Cookbooks

British food writer Fuchsia Dunlop has explored many Chinese cuisines, as her earlier books, Sichuan Cookery and Revolutionary Chinese Cookbook (Hunan cuisine) show. Her latest, Every Grain of Rice, Simple Chinese Home Cooking (Bloomsbury), explores dishes from across China that people cook at home. Not surprisingly, many of the recipes are from Sichuan or Hunan, but she spreads her net wide.

The recipes seem more approachable than some in her more scholarly and focused books, but this book also includes some history and background. There is also a glossary with photographs explaining some of the unusual ingredients.

As I browsed through it, my mouth watered - red-braised pork belly, steamed eggs with pork and mushrooms, clams or mussels in black bean sauce, blanched Asian greens with sizzling oil, broccolini with ginger sauce, and numerous tofu, rice, noodle and dumpling dishes. Having already made several dishes and been surprised by how quick and easy they are, I can see this is going to be a favourite on my kitchen bench.

• With more people following gluten-free diets out of necessity or choice, Jim Boswell's The New Zealand Gluten-free Cookbook (Penguin) is sure to find many takers.

Claiming Italian and Sicilian heritage, he produces many delicious recipes based on vegetables, meat, eggs, fish and cheese that are Mediterranean-inspired. He also includes recipes for breads, fresh pasta, pizza, pies, cakes and puddings using gluten-free flour.

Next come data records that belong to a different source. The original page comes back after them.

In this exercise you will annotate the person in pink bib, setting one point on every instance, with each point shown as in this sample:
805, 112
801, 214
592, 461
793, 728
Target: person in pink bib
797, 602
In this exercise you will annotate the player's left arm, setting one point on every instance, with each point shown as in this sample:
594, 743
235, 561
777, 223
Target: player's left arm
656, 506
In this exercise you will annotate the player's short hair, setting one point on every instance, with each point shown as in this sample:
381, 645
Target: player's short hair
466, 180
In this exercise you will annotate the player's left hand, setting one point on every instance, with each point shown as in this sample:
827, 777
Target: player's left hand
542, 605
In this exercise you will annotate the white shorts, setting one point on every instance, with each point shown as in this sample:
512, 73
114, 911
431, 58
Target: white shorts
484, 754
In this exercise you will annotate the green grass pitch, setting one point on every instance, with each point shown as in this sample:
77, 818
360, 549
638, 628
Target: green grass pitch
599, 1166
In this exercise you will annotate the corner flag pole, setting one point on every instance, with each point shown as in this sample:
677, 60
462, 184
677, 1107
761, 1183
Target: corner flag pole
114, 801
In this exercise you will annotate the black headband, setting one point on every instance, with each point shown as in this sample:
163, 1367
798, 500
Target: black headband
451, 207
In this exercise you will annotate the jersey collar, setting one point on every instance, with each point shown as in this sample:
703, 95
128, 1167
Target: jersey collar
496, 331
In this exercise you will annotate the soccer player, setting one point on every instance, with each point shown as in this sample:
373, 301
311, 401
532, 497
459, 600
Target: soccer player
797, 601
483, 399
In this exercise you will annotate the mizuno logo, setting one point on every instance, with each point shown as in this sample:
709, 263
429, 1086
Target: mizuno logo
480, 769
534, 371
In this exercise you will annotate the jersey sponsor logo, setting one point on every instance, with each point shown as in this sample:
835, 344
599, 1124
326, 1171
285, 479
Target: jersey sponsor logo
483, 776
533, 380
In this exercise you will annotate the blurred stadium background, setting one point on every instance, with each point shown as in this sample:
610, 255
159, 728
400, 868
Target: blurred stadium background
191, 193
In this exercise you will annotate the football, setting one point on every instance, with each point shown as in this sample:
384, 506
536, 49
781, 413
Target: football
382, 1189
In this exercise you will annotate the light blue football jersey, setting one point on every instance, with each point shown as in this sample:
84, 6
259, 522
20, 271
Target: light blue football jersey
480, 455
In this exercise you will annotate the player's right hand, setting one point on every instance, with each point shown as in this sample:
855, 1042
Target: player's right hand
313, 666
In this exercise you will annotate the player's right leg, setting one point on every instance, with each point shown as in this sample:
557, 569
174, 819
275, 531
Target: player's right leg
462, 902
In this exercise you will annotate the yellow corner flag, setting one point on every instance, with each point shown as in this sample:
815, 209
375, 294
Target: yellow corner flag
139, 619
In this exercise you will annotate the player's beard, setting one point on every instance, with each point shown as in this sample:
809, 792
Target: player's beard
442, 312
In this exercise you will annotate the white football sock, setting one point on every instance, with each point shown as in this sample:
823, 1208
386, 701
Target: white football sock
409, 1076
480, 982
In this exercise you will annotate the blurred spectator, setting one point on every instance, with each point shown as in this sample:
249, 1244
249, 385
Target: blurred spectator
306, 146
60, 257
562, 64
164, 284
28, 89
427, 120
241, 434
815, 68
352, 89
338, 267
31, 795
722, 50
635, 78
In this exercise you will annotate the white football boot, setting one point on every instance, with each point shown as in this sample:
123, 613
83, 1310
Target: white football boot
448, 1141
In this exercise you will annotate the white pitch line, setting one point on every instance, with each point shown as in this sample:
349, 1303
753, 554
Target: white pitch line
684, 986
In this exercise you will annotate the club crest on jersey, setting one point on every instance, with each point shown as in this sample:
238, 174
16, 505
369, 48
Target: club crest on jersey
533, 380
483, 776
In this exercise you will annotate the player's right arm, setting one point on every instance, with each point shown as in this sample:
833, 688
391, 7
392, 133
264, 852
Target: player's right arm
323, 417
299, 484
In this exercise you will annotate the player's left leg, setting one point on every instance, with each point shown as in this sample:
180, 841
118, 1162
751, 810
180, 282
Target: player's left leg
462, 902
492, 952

Italian stuffed meatloaf, mussels with parsley salsa, beef and bean salad, Tuscan salmon, Sicilian roast potatoes, parmesan baked parsnip and baked pears with honey yoghurt sauce sound mouthwatering.

Browsing through it, I couldn't help thinking anyone, on a gluten-free diet or not, would enjoy using it, perhaps substituting regular bread for the gluten-free versions in recipes such as crostini, bruschetta, croutes and canapes.

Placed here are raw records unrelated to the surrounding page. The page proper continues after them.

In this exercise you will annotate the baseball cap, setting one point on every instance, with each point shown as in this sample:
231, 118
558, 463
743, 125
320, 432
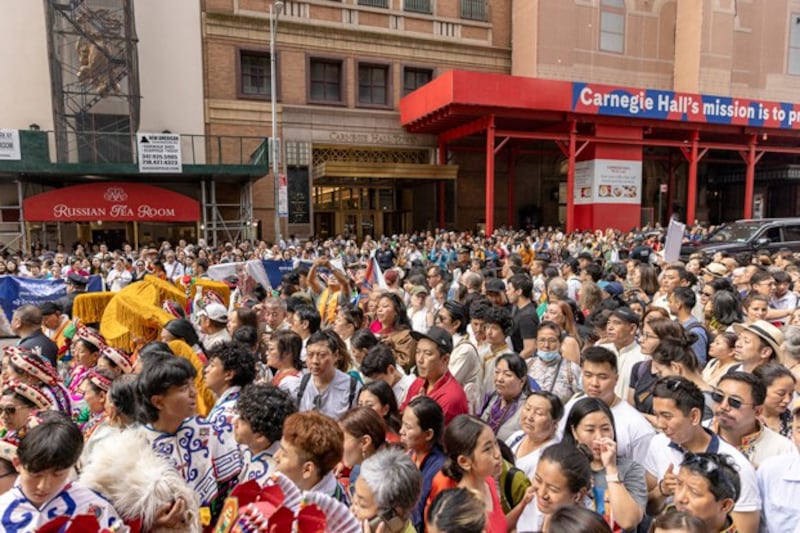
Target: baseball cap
439, 336
495, 285
215, 312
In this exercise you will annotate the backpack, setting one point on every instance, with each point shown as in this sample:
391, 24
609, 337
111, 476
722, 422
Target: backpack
307, 377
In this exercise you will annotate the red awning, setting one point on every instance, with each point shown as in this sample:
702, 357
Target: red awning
111, 201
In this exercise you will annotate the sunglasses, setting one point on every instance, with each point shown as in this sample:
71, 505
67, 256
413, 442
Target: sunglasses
734, 402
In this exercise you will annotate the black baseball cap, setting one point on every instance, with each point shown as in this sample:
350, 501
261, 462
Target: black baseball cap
439, 336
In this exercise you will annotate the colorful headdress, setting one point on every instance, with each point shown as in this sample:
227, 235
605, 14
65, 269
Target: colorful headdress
99, 380
32, 364
119, 358
8, 449
91, 336
31, 393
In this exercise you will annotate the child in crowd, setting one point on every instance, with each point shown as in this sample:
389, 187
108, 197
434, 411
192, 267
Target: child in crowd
311, 446
262, 410
45, 460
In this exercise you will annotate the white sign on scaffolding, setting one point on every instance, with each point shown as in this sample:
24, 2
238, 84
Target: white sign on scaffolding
9, 145
159, 152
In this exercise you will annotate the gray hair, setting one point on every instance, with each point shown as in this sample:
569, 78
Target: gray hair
557, 289
394, 479
791, 342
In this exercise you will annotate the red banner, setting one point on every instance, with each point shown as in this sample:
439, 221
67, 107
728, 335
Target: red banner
111, 201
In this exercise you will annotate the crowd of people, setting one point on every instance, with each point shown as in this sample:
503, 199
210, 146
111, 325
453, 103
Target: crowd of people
531, 381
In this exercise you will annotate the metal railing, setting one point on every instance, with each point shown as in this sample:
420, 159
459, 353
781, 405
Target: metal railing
417, 6
474, 10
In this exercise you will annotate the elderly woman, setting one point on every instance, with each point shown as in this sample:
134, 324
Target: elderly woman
539, 420
502, 405
551, 368
387, 491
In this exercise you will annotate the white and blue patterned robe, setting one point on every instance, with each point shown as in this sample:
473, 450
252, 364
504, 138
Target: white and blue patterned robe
259, 466
206, 455
19, 515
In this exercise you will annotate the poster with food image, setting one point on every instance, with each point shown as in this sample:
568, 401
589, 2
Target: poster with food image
618, 181
584, 182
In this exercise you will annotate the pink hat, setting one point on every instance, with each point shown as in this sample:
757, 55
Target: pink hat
118, 357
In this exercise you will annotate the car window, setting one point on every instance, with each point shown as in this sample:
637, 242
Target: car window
735, 232
791, 233
773, 234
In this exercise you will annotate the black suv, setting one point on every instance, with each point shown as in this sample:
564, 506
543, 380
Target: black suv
749, 235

• Masterchef finalist Cameron Petley comes across as a no-nonsense, blokey guy who happens to have a knack with flavours in his book Hunter from the Heartland (Random House).

As a child, he learnt to forage for eels, watercress, puha, pig, deer, paua and other seafood, and many of his recipes for these ingredients that you can collect yourself are simple.

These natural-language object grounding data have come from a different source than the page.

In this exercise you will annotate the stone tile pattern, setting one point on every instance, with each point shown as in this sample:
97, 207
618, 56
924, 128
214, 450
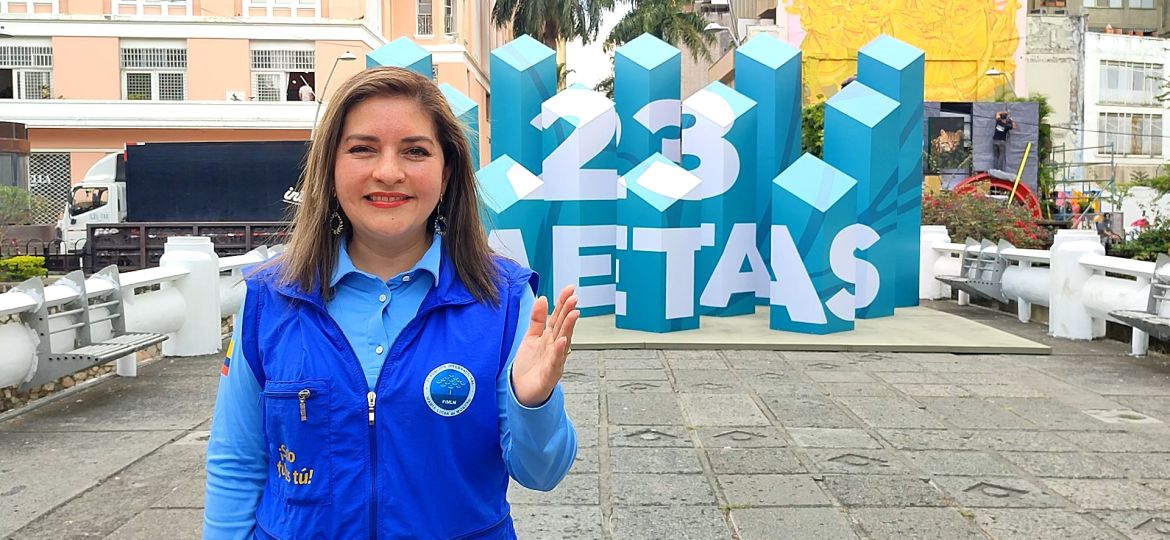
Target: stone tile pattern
757, 444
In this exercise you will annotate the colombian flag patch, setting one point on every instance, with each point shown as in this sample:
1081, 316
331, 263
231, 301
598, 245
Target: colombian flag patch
227, 359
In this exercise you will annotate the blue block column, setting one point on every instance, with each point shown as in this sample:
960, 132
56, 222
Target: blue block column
861, 139
515, 220
813, 219
896, 70
718, 146
579, 133
523, 76
768, 70
646, 90
658, 244
468, 113
401, 53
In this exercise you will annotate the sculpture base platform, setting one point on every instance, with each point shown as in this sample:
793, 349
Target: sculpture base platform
913, 330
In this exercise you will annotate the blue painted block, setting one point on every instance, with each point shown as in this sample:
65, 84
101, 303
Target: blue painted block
523, 76
580, 185
658, 243
768, 70
813, 237
896, 70
861, 139
511, 216
720, 147
467, 111
646, 89
401, 53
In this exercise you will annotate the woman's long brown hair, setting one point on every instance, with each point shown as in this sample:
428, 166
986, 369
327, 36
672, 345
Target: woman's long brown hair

"I don't reckon you need all that fancy stuff if you know how to put the right ingredients together," he writes.

His experience working in chicken farms and abattoirs gave him a knowledge of meat and how it is best cooked, and his enthusiasm for and love of cooking - and the publicity from the television show - led him to a job as chef at a hotel in Putaruru in the Waikato, where he lives with his family. This is not just a book for serious hunters - you could use pork instead of wild boar, and buy most of the other ingredients.

However, you will have to catch your own trout and maybe eels.

There are recipes inspired by Maori cuisine, such as boil-up, mussel chowder with Maori bread, as well as modern ones - poached eel with coriander dumplings, lamb rack with purple potato and pikopiko salad, or pork belly with cauliflower puree and beetroot and apple chutney.

A cookbook with a difference, but less "cheffy" and probably more usable than many foraging and hunting cookbooks by other chefs.